I also had to plug the Farrell bag back in because she was feeling really lousy by then. She's been asleep on the couch for about 3 hours and is pretty much sleeping sitting up. She's already woken up once and the Farrell bag is filling up with clear yellowish-greenish bile. She asked for a puke bag when I went to check on her. (well, she nodded her head yes when I asked her if she needed one) I don't know how long the J port will hold out without leaking. If it wasn't partially clogged, it wouldn't be a problem having it work until Monday but without the J port being firmly attached, I don't know if we'll be able to flush the tube with enough force to clear the blockage enough to feed her & get meds in. 'Twill be an interesting weekend. I got a call back from the GI nurse at 5:10 and she said that IR should have time to change it on Monday. I'm supposed to call them first thing Monday morning and see if & when they can fit her in, and hopefully when they told her they could do it Monday, they were remembering that she has to do general anesthesia to get it in. Based on how she's feeling tonight and the condition the tube is in, I just hope we make it through the weekend without having to be admitted.

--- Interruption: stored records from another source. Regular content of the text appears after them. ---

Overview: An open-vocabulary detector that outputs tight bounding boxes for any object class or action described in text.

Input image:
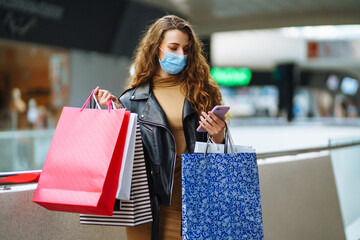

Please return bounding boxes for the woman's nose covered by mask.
[159,48,187,74]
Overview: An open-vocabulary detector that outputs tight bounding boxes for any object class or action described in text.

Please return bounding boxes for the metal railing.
[0,141,360,181]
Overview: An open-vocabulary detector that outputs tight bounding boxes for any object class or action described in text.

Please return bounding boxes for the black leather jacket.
[119,82,207,239]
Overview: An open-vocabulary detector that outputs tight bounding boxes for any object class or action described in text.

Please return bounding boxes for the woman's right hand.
[94,86,120,108]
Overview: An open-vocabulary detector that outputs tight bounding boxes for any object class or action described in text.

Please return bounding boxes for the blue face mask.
[159,48,187,74]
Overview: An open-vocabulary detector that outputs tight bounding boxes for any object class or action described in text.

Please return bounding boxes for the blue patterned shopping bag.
[182,152,263,240]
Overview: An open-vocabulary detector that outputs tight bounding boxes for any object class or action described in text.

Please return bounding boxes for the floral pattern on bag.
[182,153,263,240]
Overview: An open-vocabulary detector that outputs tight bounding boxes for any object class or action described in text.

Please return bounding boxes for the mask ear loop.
[159,47,166,62]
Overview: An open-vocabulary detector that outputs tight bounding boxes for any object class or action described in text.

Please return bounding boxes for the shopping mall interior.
[0,0,360,240]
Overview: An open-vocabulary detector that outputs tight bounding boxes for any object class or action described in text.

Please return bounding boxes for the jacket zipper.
[139,119,176,205]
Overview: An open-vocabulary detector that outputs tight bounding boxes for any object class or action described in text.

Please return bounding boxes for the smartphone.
[196,105,230,132]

On a more positive note, I overheard the most ADORABLE conversation tonight. Before the kids practiced all the songs for their program, they had pizza for dinner. We knew they were serving pizza so I drove through Chick-fil-a on our way there and got Raya some fries so she could eat with her friends. The kids all sat down with their classes (they're divided by age) and the leaders handed out pizza. I got a plate and put a couple of fries on it and set it on her lap. She sat with her friends and they all chit-chatted away like 4 and 5 year olds do. I realized that her Farrell bag was still unclamped so I clamped it to keep the fries from clogging it. As I squatted down next to her and started messing with it, a couple of the little girls started looking closer at her backpack & tube and started asking questions about it. Without missing a beat, the little boy sitting next to her pointed at his stomach and said, "She just needs medicine in her stomach and that's how it gets in there." and went back to eating his pizza. The other kids were satisfied with that answer and went back to eating their pizza too. I think Raya said something about the backpack having her pump and formula in it but I was too busy having my heart melt over the darling little boy who doesn't find anything strange or gross about Raya having a hole in her stomach for medicine to go into. It's possible that his parents have talked to him about her feeding tube, but even if they have, he is obviously a sweet kid who looks at her and just sees his friend Raya. I get all misty thinking about it. As her mom, all I've ever wanted is for her to be accepted and loved, and I can't even explain how great it was to see how this whole feeding tube business is not a big deal to any of her friends. She's just Raya, their friend that wears a backpack and eats fries instead of pizza.